My nose is stuffed up, my eyes are watering continuously. I feel like I'm in a sort of half-reality fog. The kind of half-reality where I can talk myself into or justify eating almost anything. I'm not myself and I know it. For a long time, I thought this was myself, but now I know better. Yes friends, after over 120 days of being solid, I ate items containing sugar, flour, and items that possibly contained ingredients I cannot pronounce. I drank a ridiculous amount of alcohol. I am hanging onto a familiar ledge. See, once I allow that stuff into my body, something in me changes. Sugar is poison and it changes the way my body works and the way my brain thinks. It fools me into thinking I can handle it, and that I have everything under control, yet forces me to continue feeding sugar inside me. If I'm not careful and catch it quick, soon I'll be eating anything and everything and gain 6-10 pounds.
I don't know that I can point to a single event that forced me to put the brakes on and come here to let you all know that I need to start over. Last week, I remember a homemade cookie tray in our break room that I stole a few tastes of, candies (dark chocolate), alcohol (too much!), a tiny (less then 1") slice of cake eaten while intoxicated. Each of these events on their own could have been forgiven, but strung together in successive days? No way. For once, this re-set is not about the AMOUNT of the offending items consumed, but the WAY in which they were consumed. The feverish got-to-have-it-now-can't-resist feeling, making sure no one saw, the guilt, and the subsequent fantasies/cravings about what to eat next "since I'd already blown it"- these are not healthy ways to go about eating anything. I KNOW THIS.
The return of my allergies and feeling 'not like myself' are excellent motivators to hang on, practice what I know, and pull myself up over that ledge. I have the strength, I have the ability, and now I'm doing it. Besides, I know what happens if I let go now- I've done that plenty of times. I don't know what happens if I pull myself up, and that is what I really want to find out. I know I said that if I ingested grains/sugar/whatever that my year would start over. After making it 120+ days, I'm revisiting that. I thought about it long and hard, and decided to kick myself back to day 100. I'm essentially taking a Mulligan on the month of December. Before the cocktail party, before Vegas, before Christmas. I think this is absolutely fair, I EARNED those first 100 days. For the ultimate reality check, I stepped on the scale to see what my effect my "bender" had. According to the scale? Absolutely none. But I know better- I know that trick and I'm not falling for it.

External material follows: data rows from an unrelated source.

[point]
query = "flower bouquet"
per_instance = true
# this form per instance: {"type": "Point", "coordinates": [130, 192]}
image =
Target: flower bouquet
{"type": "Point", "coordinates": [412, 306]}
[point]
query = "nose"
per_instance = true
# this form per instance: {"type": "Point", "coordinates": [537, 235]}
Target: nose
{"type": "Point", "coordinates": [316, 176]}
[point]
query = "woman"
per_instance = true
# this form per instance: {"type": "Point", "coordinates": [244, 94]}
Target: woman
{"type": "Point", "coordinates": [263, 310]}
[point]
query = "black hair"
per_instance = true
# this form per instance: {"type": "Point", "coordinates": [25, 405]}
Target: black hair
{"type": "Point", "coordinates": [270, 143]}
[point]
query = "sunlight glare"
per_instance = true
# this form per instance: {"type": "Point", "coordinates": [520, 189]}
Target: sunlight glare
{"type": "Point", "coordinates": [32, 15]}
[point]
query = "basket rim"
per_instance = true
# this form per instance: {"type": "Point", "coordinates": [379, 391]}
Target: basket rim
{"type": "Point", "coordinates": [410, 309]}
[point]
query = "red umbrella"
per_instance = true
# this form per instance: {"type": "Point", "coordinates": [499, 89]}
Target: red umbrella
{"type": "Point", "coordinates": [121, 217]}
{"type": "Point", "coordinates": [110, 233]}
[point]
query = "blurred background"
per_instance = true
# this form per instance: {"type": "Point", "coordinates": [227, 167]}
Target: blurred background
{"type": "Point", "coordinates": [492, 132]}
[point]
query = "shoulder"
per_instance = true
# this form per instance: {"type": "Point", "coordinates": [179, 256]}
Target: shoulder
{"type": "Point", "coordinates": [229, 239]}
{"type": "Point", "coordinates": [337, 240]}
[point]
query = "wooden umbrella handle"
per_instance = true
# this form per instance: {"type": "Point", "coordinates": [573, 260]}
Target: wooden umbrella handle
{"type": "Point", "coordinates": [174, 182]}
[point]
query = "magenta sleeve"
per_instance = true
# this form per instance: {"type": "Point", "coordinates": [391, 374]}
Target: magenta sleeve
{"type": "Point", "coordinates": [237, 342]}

I so desperately wanted to make it through a December where I abstained from cookies/desserts/candies and the like. I just wanted to see if I could do it. I'm not going to sit here and make myself crazy trying to pinpoint events that could have contributed to this deviant behavior, rather I'm just going to take my penalty and move on with even more conviction then before. Let's just chalk it up to the Holidays being a tough time. Even if I think I'm immune to the crazy and the emotions, apparently, I'm not. I'm human. And really, when I think about it? 120 days is a DAMN good stretch, um 1/3 of one year! I will be over the moon excited if I can make it another 120 days, but if I don't, you'll be the first to hear about it.
I've got a challenge buddy lined up for January (Tammy? You still in?) and I'm taking these next few days before we begin to really jumpstart my feeling good. Yesterday I ate no offending items. Today is much of the same with some gym sprinkled in. I imagine I will start to feel better later today and definitely by tomorrow. I made my breakfast for the rest of the week with the tasty Omega-3 rich eggs from the ladies out back, I'll be lifting some heavy things at lunch time, and I will be staying far, far away from sugar and crap that makes me feel like ick.